We do not have a rental agreement in Spain yet.
I have been in the Schengen region (Portugal only) for the past 67 days. 
I am a UK and Andorran company director and wish to work from Spain.

-How quick is the process?
-Will I face issues with getting my visa within the 90day period?
-Can any of the application process be done from Portugal where I am currently staying?


Many thanks in advance for your help!


----------



## *Sunshine* (Mar 13, 2016)

Is your child a Sweedish citizen?


----------



## xabiaxica (Jun 23, 2009)

widski said:


> Hi Everyone!
> 
> Hoping you can help me with a visa question.
> 
> ...


A NIE isn't a residency document. Are you certain that you both obtained residency? 

Regardless of that, your wife will (again) have to register as an EU citizen resident in Spain, - although if she did in fact register she won't need to - & you will now have to apply for residency as her family member. Do you have any formal paperwork for your relationship? Without that, it's a little more complicated in Spain. 
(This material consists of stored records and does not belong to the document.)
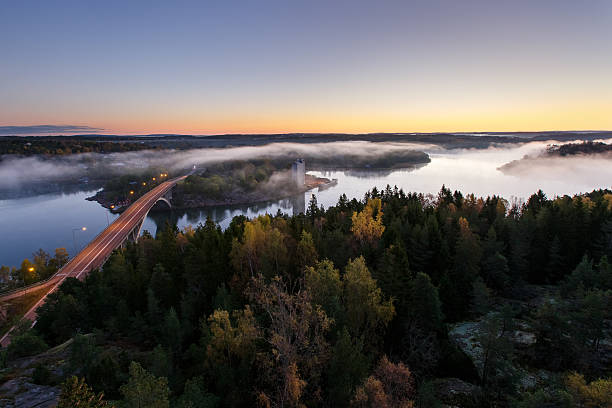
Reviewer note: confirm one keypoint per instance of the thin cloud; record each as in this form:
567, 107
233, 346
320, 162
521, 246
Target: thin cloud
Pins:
38, 130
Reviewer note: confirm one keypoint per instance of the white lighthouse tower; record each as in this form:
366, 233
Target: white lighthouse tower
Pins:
298, 171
Once the application is made, the 'Schengen clock' effectively stops until a decision is given.


----------



## widski (3 mo ago)

*Sunshine* said:


> Is your child a Sweedish citizen?


Hi yes he is.


----------



## widski (3 mo ago)

xabiaxica said:


> A NIE isn't a residency document. Are you certain that you both obtained residency?
> 
> Regardless of that, your wife will (again) have to register as an EU citizen resident in Spain, - although if she did in fact register she won't need to - & you will now have to apply for residency as her family member. Do you have any formal paperwork for your relationship? Without that, it's a little more complicated in Spain.
> 
> Once the application is made, the 'Schengen clock' effectively stops until a decision is given.


that's good news regarding the 'schengen clock'. Is there anywhere I can verify that on the Spanish gov website? Not that I don't believe you but I just want to see it in black and white and get context myself  thanks for your reply!


----------



## widski (3 mo ago)

xabiaxica said:


> A NIE isn't a residency document. Are you certain that you both obtained residency?


Yes, I obtained my permisio de residencia with NIE number, it was a plastic photo card. Hers is a Cerficado de resigstro de ciudadano.


----------



## xabiaxica (Jun 23, 2009)

widski said:


> Yes, I obtained my permisio de residencia with NIE number, it was a plastic photo card. Hers is a Cerficado de resigstro de ciudadano.


Are you saying that you had a TIE?


----------



## widski (3 mo ago)

Yes I had a TIE, it was valid up until 25/11/2025 but I cancelled it.


----------



## xabiaxica (Jun 23, 2009)

widski said:


> Yes I had a TIE, it was valid up until 25/11/2025 but I cancelled it.


In that case, what you will have to do is exactly the process that you went through last time.


----------



## widski (3 mo ago)

xabiaxica said:


> In that case, what you will have to do is exactly the process that you went through last time.


Thanks v much. Appreciate the advice


----------